Several exigent recordings exist of these early gigs including an infamous version of the rocker "Two Sugars and a cream" among others. A little while later, having developed a unique finger-picking style, he recorded a number of unreleased country blues-styled cassettes on friends' 4-tracks. Next, with Paul Mandel and Harry Norris, Al formed the Bluegrass Lawnmower, a wild and wonky, old-world string band. Their first big gig was at the old Casino Theatre in Halifax. Welcomed into the then-fledgling local "indie" scene, the quirky band played numerous gigs in both town and country and Al's reputation as a gifted individualist was quickly established. The Halifax scene was about to make noises heard well beyond its borders, thanks to the changes wrought in the music industry by the sudden runaway success of the band Nirvana, who hailed from another other out-of-the-way drizzly coastal city known as Seattle. After several personnel changes, the Bluegrass Lawnmower was laid to rest; and up came Al Tuck and No Action, a three-piece with bassman Tracy Stevens and drummer Brock Caldwell. The band released two albums on murderecords, an indie boutique label formed by members of Halifax's top pop act, Sloan.

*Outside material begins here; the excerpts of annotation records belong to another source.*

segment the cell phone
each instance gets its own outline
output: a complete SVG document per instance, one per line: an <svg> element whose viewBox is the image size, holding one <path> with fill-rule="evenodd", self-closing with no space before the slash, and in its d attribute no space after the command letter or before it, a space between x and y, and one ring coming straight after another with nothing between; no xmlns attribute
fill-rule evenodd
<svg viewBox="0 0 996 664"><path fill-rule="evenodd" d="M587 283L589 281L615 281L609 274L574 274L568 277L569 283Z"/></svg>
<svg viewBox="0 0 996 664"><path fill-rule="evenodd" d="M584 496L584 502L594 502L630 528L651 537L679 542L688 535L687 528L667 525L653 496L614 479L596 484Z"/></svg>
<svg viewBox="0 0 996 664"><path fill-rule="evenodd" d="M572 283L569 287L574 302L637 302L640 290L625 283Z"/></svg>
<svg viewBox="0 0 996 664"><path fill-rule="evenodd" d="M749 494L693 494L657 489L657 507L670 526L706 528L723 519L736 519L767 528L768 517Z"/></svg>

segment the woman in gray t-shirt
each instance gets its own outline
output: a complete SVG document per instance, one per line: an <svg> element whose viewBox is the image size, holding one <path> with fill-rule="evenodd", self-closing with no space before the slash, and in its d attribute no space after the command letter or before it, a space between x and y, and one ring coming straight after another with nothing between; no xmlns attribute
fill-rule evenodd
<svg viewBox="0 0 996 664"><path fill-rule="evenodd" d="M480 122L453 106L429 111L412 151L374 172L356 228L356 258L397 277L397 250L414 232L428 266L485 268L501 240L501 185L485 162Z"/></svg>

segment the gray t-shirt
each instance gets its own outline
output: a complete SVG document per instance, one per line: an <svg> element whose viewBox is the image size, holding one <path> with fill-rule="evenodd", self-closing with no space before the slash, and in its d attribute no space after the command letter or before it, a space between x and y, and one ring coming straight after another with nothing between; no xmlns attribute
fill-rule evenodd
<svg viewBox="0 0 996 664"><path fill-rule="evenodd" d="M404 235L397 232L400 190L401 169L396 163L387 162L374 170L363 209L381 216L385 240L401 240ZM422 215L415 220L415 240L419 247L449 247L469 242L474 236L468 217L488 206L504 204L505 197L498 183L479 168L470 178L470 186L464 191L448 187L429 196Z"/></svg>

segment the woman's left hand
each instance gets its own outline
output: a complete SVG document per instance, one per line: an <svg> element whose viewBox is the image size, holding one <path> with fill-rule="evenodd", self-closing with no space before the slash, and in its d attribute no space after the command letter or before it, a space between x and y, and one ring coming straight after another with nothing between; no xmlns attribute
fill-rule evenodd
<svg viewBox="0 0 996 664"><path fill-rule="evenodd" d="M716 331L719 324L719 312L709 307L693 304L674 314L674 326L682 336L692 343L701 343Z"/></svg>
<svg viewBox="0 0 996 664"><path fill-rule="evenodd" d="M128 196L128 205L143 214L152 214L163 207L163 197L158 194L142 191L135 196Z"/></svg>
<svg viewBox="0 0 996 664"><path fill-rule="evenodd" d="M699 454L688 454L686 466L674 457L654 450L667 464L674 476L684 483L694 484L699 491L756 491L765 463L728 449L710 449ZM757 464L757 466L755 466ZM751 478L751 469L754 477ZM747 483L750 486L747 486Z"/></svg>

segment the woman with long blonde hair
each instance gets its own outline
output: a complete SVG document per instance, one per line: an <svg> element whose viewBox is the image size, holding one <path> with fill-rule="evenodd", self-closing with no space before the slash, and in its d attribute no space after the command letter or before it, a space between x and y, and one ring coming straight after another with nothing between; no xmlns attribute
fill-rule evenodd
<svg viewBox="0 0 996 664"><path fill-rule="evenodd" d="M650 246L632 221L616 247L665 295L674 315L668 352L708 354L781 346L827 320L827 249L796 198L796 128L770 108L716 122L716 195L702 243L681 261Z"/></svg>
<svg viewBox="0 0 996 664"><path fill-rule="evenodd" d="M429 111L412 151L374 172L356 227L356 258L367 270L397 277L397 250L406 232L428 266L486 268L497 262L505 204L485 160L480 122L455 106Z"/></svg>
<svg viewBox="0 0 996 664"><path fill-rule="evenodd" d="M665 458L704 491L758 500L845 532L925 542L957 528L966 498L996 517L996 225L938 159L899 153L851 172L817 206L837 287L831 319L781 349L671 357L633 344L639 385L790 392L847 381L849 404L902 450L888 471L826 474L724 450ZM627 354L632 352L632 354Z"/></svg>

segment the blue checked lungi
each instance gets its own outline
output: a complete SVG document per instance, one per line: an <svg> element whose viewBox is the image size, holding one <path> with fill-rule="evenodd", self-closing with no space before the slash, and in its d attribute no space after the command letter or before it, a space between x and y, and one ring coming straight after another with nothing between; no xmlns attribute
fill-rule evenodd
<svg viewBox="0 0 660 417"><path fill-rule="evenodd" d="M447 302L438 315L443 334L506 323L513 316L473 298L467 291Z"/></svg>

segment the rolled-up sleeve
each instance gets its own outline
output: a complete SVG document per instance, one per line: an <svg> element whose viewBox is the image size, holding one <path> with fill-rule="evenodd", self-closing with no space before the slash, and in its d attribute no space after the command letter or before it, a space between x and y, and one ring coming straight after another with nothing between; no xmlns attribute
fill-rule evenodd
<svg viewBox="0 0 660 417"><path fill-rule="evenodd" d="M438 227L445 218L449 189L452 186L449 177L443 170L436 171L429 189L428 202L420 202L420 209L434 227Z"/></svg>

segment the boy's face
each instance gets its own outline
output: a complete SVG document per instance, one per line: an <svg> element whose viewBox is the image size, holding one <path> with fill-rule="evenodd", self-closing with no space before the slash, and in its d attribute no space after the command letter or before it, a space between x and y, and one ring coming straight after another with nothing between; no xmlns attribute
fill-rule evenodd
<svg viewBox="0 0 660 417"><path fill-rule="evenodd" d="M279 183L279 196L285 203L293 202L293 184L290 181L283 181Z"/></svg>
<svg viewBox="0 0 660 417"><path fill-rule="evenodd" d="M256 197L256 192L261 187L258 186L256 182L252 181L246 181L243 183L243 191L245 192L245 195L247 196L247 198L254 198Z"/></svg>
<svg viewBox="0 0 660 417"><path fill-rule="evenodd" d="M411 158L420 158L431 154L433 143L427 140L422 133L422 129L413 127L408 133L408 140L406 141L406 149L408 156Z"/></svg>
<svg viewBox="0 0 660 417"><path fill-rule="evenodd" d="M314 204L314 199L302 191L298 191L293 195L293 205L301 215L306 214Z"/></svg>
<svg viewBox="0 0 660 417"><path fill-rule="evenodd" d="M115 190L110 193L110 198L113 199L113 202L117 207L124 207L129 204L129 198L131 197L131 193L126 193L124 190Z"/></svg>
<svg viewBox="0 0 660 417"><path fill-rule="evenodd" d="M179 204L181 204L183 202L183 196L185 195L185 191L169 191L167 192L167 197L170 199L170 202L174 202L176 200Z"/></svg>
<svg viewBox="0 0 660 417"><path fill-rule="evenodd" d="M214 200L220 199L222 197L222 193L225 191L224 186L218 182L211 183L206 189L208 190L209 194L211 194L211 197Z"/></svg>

The first full-length recording, Arhoolie, was a dizzying musical theme park ride that showcased Al's by-now quite remarkable songwriting, backed by many who had played previously in various incarnations of the Lawnmower. On this album Al played a borrowed Martin guitar and sang his own backup vocals. Next up was the E.P. Brave Last Days, which laid more bare the basic trio sound, with Al employing a Fender Stratocaster lent him by Charles Austin, who, along with Al's brother-in-law, cellist Jonathan Eayrs, provided the only extra touches to a half-hour of music that stands up today as one of the more distinguished of it's time. A super-8 video for the song Buddah was shot by friend Peter Holt and edited largely by Al himself. It saw some airplay on MuchMusic, Canada's music video network, and a hilarious interview with much VJ Mike Campbell found Al in low spirits, seemingly at the end of his rope, at the moment of his biggest break! Touring opportunities ensued and Al played dates across Canada with Halifax popsters Jale and Superfriendz.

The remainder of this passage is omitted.